I am fairly inexperienced in Spark, and need help with groupBy and aggregate functions on a dataframe. Consider the following dataframe:

val df = (Seq((1, "a", "1"),
              (1,"b", "3"),
              (1,"c", "6"),
              (2, "a", "9"),
              (2,"c", "10"),
              (1,"b","8" ),
              (2, "c", "3"),
              (3,"r", "19")).toDF("col1", "col2", "col3"))

df.show()
+----+----+----+
|col1|col2|col3|
+----+----+----+
|   1|   a|   1|
|   1|   b|   3|
|   1|   c|   6|
|   2|   a|   9|
|   2|   c|  10|
|   1|   b|   8|
|   2|   c|   3|
|   3|   r|  19|
+----+----+----+

I need to group by col1 and col2 and calculate the mean of col3, which I can do using:

val col1df = df.groupBy("col1").agg(round(mean("col3"),2).alias("mean_col1"))
val col2df = df.groupBy("col2").agg(round(mean("col3"),2).alias("mean_col2"))

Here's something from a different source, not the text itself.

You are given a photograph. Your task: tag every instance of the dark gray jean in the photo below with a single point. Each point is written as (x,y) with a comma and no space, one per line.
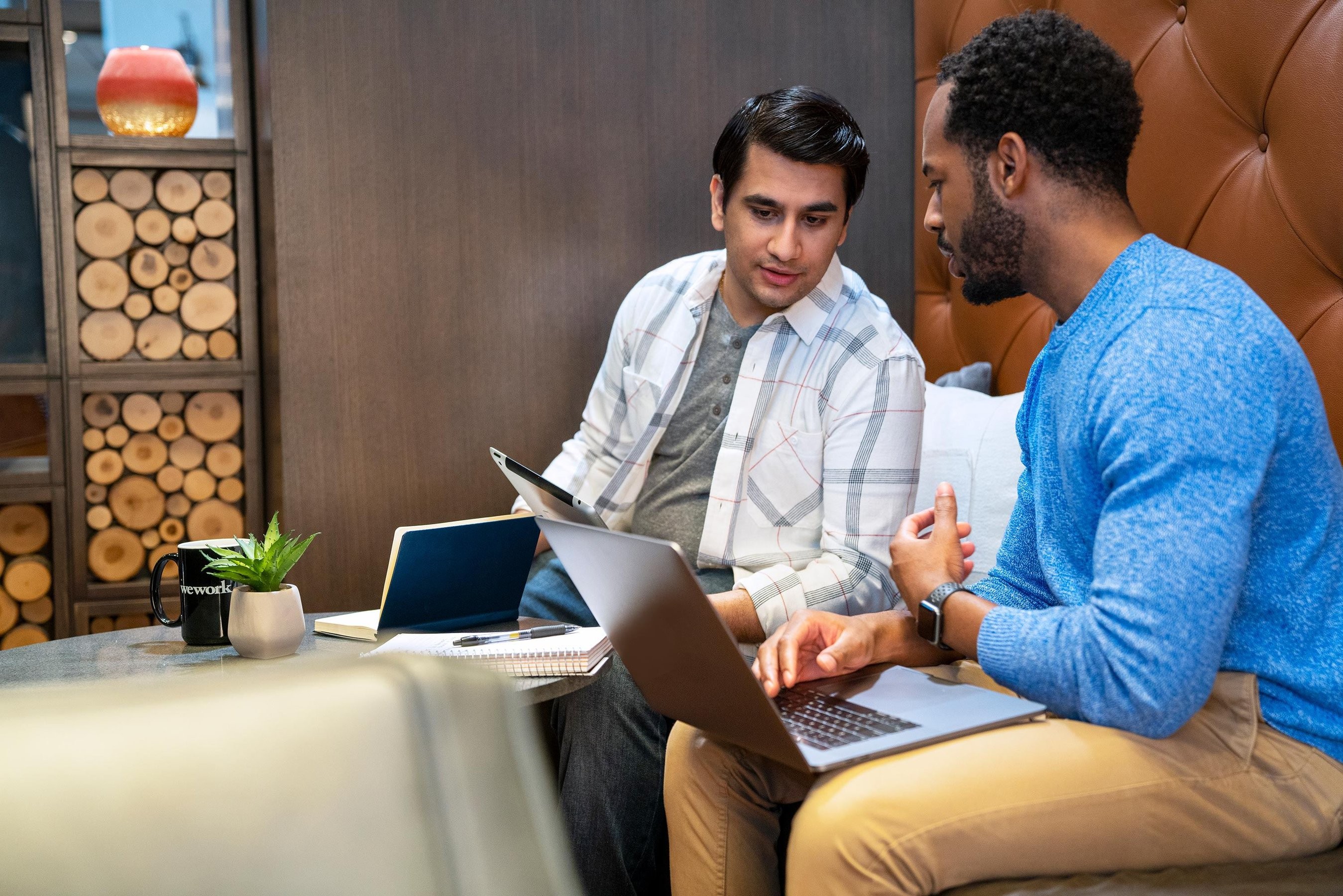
(611,749)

However, on a large dataframe with a few million rows and tens of thousands of unique elements in the columns to group by, it takes a very long time. Besides, I have many more columns to group by and it takes insanely long, which I am looking to reduce. Is there a better way to do the groupBy followed by the aggregation?

1

1 Answers

3
votes

You could use ideas from Multiple Aggregations, it might do everything in one shuffle operations, which is the most expensive operation.

Example:

val df = (Seq((1, "a", "1"),
(1,"b", "3"),
(1,"c", "6"),
(2, "a", "9"),
(2,"c", "10"),
(1,"b","8" ),
(2, "c", "3"),
(3,"r", "19")).toDF("col1", "col2", "col3"))

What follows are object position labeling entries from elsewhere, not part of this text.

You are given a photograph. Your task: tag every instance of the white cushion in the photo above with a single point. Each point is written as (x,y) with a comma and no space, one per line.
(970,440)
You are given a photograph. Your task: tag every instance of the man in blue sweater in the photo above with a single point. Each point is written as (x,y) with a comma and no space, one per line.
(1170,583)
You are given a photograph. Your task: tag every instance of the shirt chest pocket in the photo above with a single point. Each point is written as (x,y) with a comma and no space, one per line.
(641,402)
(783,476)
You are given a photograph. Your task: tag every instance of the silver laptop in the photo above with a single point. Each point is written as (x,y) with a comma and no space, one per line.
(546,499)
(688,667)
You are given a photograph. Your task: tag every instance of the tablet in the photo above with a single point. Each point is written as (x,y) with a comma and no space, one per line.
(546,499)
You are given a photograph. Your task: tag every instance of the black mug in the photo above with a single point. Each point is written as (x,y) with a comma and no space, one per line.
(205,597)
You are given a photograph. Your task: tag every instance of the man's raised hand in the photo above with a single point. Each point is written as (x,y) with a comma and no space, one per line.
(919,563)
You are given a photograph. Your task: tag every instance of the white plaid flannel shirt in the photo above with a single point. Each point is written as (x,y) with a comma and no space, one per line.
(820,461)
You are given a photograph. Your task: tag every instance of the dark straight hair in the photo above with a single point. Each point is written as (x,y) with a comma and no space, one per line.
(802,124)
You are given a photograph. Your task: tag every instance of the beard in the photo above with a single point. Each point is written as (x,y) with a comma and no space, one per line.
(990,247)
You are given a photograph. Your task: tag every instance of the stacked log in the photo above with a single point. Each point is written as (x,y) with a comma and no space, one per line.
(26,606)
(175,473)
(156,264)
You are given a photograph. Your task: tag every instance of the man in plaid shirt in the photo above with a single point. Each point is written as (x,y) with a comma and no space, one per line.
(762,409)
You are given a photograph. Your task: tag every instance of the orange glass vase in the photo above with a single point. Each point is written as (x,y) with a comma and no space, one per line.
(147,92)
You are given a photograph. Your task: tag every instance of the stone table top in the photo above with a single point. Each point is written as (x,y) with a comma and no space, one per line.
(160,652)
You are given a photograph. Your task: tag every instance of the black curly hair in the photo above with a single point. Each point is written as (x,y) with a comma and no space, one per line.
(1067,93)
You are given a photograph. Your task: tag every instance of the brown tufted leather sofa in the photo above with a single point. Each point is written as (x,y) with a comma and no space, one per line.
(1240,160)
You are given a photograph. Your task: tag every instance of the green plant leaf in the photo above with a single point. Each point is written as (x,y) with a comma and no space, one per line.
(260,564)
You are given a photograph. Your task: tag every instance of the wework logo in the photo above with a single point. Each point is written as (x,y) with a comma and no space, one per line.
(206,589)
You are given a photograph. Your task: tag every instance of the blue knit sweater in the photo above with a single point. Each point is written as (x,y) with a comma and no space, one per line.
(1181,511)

df.createOrReplaceTempView("data")

val grpRes = spark.sql("""select grouping_id() as gid, col1, col2, round(mean(col3), 2) as res 
                          from data group by col1, col2 grouping sets ((col1), (col2)) """)

grpRes.show(100, false)

Output:

+---+----+----+----+
|gid|col1|col2|res |
+---+----+----+----+
|1  |3   |null|19.0|
|2  |null|b   |5.5 |
|2  |null|c   |6.33|
|1  |1   |null|4.5 |
|2  |null|a   |5.0 |
|1  |2   |null|7.33|
|2  |null|r   |19.0|
+---+----+----+----+

gid is a bit funny to use, as it has some binary calculations underneath. But if your grouping columns can not have nulls, than you can use it for selecting the correct groups.

Execution Plan:

scala> grpRes.explain
== Physical Plan ==
*(2) HashAggregate(keys=[col1#111, col2#112, spark_grouping_id#108], functions=[avg(cast(col3#9 as double))])
+- Exchange hashpartitioning(col1#111, col2#112, spark_grouping_id#108, 200)
   +- *(1) HashAggregate(keys=[col1#111, col2#112, spark_grouping_id#108], functions=[partial_avg(cast(col3#9 as double))])
      +- *(1) Expand [List(col3#9, col1#109, null, 1), List(col3#9, null, col2#110, 2)], [col3#9, col1#111, col2#112, spark_grouping_id#108]
         +- LocalTableScan [col3#9, col1#109, col2#110]

As you can see there is single Exchange operation, the expensive shuffle.